Results: From 52 patients, 230/233 samples were successfully analyzed. At the time of data cutoff, 36 (69.2%) patients recurred with median follow-up of 31 months. Detectable ctDNA was observed in 19/42 patients (45.2%) with ctDNA analyzed 3 weeks postprocedure. ctDNA detection 3 weeks postprocedure was associated with shorter median recurrence-free survival (RFS; HR, 5.27; 95% CI, 2.31-12.0; P < 0.0001) and OS (HR, 12.83; 95% CI, 3.6-45.9; P < 0.0001). Preprocedure ctDNA detection status was not associated with RFS but was associated with improved OS (HR, 4.65; 95% CI, 1.4-15.2; P = 0.0111). Undetectable ctDNA preprocedure had notable long-term OS, >90% 3 years postprocedure.
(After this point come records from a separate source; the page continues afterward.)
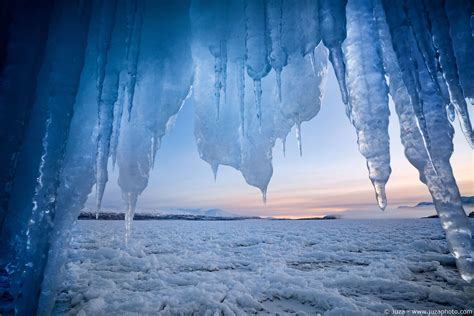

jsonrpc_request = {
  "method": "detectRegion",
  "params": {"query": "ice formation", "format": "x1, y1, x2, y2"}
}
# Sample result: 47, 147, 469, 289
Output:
0, 0, 474, 315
Conclusions: In this cohort of oligometastatic CRC, detection of ctDNA preprocedure or postprocedure was associated with inferior outcomes even after accounting for known prognostic clinicopathologic variables. This suggests ctDNA may enhance current risk stratification methods helping the evaluation of novel treatments and surveillance strategies toward improving patient outcomes.

Figure 1.

CONSORT flow diagram. Diagram depicts patient enrollment, exclusions, the number of patients included in the primary and longitudinal analyses, and the number of ctDNA-positive vs. ctDNA-negative results. NPV, negative predictive value; PPV, positive predictive value.

Figure 2.

Swimmer plot describing the treatment course and ctDNA results by patient ID (N = 52). Time at 0 year denotes the time of curative intent procedure. Neoadjuvant course only shown for patients with treatment within 3 months of curative intent procedure. Dotted lines around neoadjuvant data points represent −1.5 and −3 months before procedure. Record IDs with an asterisk (*) indicate patients who received radiation as their curative intent procure. All other patients received curative intent surgery.

Figure 3.

Primary postprocedure ctDNA status predicts RFS and OS. A, Recurrence rate stratified by ctDNA status. Ninety-five percent CI as follows: sensitivity (40.8%–73.6%), specificity (62.3%–99.5%), PPV (75.4%–99.7%), and NPV (25.6%–63.2%). Kaplan–Meier curves at the primary time point stratified by ctDNA status (n = 42) for (B) RFS and (C) OS. CI, confidence interval.

Figure 4.

Multivariable analysis of risk factors associated with RFS. ctDNA positivity is defined as ctDNA positive at the primary time point. In this study, “preoperative therapy” refers to chemotherapy within 3 months of procedure. Primary tumor types were binned into ascending (ascending or transverse tumor) or descending (descending, sigmoid, or rectal tumor).

Figure 5.

Longitudinal ctDNA analysis improves sensitivity to detect relapse. A, Patient-level ctDNA status 95% CI as follows: sensitivity (64.2%–93.3%), specificity (57.8%–97.3%), PPV (72.2%–98.4%), and NPV (48.1%–89.1%). B, Lead time comparison of ctDNA vs. CEA as measured by disease recurrence measured by time to relapse (months; n = 20; P < 0.0001).